Bioul2-mini-nl8
Pretrained T5 model on Biological dataset using a UL2 (Mixture-of-Denoisers) objective. T5 model was introduced in this paper and first released at this page. The UL2 objective was introduced in this paper and first released on this page.
Note: The Hugging Face inference widget is deactivated because this model needs a text-to-text fine-tuning on a specific downstream task to be useful in practice.
Model description
T5 is an encoder-decoder model and treats all NLP problems in a text-to-text format.
BioT5 is a transformers model pretrained on a very large corpus of biological data (25 million abstracts) in a self-supervised fashion. This means it was pretrained on the raw texts only, with no humans labelling them in any way (which is why it can use lots of publicly available data) with an automatic process to generate inputs and outputs from those texts.
This model used the T5 v1.1 improvements compared to the original T5 model during the pretraining:
GEGLU activation in feed-forward hidden layer, rather than ReLU - see here Dropout was turned off in pretraining (quality win). Dropout should be re-enabled during fine-tuning Pretrained on self-supervised objective only without mixing in the downstream tasks No parameter sharing between embedding and classifier layer This model also used the "efficient" T5 architecture findings presented in this paper. In a nutshell, the paper indicates that a Deep-Narrow model architecture is favorable for downstream performance compared to other model architectures of similar parameter count. To be more precise, model depth is defined as the number of transformer blocks that are stacked sequentially.
This model uses the t5-efficient-mini-nl8 architecture's layer depth which means both the encoder and the decoder have 8 transformer layers compared to the original T5 "mini" model's architecture of 4 transformer layers.
In total, this model has 72 million parameters.
UL2 pretraining objective
This model was pretrained with the UL2's Mixture-of-Denoisers (MoD) objective, that combines diverse pre-training paradigms together. UL2 frames different objective functions for training language models as denoising tasks, where the model has to recover missing sub-sequences of a given input. During pre-training it uses a novel mixture-of-denoisers that samples from a varied set of such objectives, each with different configurations. UL2 is trained using a mixture of three denoising tasks: (1) R-denoising (or regular span corruption), which emulates the standard T5 span corruption objective; (2) X-denoising (or extreme span corruption); and (3) S-denoising (or sequential PrefixLM). During pre-training, we sample from the available denoising tasks based on user-specified ratios.
UL2 introduces a notion of mode switching, wherein downstream fine-tuning is associated with specific pre-training denoising task. During the pretraining, a paradigm token is inserted to the input ([NLU] for R-denoising, [NLG] for X-denoising, or [S2S] for S-denoising) indicating the denoising task at hand. Then, during fine-tuning the same input token should be inserted to get the best performance for different downstream fine-tuning tasks.
Intended uses & limitations This model was only pretrained in a self-supervised way excluding any supervised training. Therefore, this model has to be fine-tuned before it is usable on a downstream task, like text classification, unlike the Google's original T5 model. Note: You most likely need to fine-tune these T5/UL2 models without mixed precision so fine-tune them with full fp32 precision. You can also find more fine-tuning tips from here, for example.

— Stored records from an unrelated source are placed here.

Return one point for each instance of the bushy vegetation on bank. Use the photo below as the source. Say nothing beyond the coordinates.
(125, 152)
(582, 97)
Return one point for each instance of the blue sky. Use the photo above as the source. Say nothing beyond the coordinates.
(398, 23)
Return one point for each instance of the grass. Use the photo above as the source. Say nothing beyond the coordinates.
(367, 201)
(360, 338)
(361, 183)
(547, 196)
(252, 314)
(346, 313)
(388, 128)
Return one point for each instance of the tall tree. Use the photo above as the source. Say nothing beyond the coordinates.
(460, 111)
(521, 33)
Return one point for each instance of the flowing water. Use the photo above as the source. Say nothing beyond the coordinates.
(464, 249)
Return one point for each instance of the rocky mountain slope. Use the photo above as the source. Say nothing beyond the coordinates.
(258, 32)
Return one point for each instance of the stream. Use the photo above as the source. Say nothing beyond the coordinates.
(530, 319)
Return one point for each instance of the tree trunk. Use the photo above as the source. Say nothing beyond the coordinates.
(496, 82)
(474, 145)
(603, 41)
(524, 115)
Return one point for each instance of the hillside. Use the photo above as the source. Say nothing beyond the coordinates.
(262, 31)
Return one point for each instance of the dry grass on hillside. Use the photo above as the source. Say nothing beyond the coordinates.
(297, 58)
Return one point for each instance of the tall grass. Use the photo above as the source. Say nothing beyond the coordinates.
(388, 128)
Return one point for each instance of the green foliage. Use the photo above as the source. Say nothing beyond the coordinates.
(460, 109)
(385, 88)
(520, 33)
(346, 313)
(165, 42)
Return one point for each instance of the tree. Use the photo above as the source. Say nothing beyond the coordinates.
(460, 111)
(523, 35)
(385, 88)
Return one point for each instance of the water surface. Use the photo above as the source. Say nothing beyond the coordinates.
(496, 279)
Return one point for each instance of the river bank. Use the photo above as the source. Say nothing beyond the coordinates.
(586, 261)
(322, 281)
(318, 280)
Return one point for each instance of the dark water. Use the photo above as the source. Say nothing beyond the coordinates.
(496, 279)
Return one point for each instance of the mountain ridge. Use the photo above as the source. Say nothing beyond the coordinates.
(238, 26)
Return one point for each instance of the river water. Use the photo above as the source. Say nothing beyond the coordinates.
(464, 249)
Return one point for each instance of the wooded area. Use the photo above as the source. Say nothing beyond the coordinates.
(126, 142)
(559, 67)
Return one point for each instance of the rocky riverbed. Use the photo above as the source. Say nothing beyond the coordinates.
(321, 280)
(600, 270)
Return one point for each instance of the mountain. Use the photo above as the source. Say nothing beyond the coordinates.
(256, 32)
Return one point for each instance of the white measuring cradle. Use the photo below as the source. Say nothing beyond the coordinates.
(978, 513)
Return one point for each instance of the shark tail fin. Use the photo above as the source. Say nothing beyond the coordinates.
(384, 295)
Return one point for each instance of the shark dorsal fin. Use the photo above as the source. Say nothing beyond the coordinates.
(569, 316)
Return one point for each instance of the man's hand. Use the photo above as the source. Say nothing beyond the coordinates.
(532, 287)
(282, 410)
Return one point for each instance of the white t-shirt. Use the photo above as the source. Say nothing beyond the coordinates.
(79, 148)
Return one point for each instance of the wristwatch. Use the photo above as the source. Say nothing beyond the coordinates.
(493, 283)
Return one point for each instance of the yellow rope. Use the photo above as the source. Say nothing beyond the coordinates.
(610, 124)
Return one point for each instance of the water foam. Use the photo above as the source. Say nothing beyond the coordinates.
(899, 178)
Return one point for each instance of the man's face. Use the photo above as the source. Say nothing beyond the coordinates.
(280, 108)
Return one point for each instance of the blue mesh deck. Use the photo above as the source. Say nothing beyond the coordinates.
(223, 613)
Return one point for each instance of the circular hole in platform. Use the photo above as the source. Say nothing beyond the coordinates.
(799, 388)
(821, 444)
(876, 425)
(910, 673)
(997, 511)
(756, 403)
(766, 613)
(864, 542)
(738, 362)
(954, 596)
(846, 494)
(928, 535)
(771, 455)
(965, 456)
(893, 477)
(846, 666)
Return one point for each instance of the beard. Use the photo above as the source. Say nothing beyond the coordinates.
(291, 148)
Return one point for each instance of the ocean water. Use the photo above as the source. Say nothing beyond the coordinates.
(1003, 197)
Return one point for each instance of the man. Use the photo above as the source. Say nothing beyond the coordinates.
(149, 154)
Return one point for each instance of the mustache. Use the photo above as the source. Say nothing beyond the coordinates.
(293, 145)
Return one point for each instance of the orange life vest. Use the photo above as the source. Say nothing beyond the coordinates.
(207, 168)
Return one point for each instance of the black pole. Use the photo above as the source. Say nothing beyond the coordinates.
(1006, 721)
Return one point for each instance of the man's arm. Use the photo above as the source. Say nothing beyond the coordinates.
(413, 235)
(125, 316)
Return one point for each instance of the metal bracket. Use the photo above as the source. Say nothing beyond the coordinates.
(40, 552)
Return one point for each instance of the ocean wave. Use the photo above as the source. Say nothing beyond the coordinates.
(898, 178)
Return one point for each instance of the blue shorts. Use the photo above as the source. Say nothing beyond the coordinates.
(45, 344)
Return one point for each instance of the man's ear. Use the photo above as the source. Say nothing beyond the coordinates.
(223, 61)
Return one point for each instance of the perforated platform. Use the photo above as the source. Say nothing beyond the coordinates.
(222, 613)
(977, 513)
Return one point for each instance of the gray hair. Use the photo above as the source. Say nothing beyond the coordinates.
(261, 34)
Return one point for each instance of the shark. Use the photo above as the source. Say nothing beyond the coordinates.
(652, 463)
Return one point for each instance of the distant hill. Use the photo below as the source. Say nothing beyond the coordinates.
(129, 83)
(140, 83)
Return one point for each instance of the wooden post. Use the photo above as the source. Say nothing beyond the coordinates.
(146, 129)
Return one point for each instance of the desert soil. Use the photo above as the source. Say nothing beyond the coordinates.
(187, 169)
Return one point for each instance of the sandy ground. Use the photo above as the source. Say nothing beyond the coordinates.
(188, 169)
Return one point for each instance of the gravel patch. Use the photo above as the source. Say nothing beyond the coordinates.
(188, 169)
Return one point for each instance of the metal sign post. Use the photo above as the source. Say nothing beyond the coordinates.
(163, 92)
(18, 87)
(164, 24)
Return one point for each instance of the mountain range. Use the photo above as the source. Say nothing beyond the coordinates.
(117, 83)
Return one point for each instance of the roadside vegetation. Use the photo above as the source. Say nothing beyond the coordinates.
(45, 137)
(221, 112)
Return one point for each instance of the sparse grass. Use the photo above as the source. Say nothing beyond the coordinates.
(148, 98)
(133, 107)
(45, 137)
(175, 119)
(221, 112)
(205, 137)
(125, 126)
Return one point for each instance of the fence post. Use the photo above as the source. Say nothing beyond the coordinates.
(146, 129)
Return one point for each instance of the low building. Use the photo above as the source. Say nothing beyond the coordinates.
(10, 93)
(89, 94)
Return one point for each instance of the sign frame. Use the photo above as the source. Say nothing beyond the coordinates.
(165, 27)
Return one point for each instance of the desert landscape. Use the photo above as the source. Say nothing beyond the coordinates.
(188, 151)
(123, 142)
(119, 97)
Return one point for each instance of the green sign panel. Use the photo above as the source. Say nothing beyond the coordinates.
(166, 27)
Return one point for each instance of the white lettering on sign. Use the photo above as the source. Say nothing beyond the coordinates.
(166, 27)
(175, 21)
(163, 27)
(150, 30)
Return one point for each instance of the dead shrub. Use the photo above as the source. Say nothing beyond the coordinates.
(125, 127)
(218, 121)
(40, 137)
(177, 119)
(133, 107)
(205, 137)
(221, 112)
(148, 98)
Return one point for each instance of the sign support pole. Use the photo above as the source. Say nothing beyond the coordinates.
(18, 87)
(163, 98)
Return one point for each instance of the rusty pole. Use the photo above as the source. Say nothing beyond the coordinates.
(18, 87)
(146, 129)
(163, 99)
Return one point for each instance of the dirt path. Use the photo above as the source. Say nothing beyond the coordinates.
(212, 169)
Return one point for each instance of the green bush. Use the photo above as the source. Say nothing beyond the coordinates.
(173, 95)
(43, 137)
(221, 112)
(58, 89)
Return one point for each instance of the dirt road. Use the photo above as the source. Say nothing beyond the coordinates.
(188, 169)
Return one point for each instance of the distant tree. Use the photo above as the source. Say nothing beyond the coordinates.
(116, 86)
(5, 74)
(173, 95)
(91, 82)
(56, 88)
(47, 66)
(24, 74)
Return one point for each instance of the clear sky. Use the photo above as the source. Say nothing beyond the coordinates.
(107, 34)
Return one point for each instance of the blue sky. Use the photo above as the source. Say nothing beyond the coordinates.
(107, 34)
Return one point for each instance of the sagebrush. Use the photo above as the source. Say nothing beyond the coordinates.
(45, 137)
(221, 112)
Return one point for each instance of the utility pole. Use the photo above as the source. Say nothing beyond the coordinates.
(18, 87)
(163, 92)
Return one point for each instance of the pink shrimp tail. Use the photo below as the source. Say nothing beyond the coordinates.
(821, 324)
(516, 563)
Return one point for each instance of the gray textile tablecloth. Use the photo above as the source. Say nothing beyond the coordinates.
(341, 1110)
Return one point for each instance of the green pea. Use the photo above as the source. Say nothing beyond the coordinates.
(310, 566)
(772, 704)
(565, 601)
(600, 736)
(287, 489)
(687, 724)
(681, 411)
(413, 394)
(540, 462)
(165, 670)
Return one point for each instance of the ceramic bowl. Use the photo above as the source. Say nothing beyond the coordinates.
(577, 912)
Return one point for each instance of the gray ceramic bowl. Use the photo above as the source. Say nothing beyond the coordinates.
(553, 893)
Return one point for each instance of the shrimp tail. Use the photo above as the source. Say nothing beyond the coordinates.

Note: For fine-tuning, most likely you can get better results if you insert a prefix token of [NLU], [NLG], or [S2S] to your input texts. For general language understanding fine-tuning tasks, you could use the [NLU] token. For GPT-style causal language generation, you could use the [S2S] token. The token [NLG] of the X-denoising pretrain task is somewhat mix between the language understanding and causal language generation so the token [NLG] could maybe be used for language generation fine-tuning too.
Acknowledgements
This project would not have been possible without compute generously provided by Google through the Google TPU Research Cloud. Thanks to the Finnish-NLP authors for releasing their code for the UL2 objective, associated task definitions and their guidance. Thanks to Yeb Havinga for helping me get started with the t5x framework.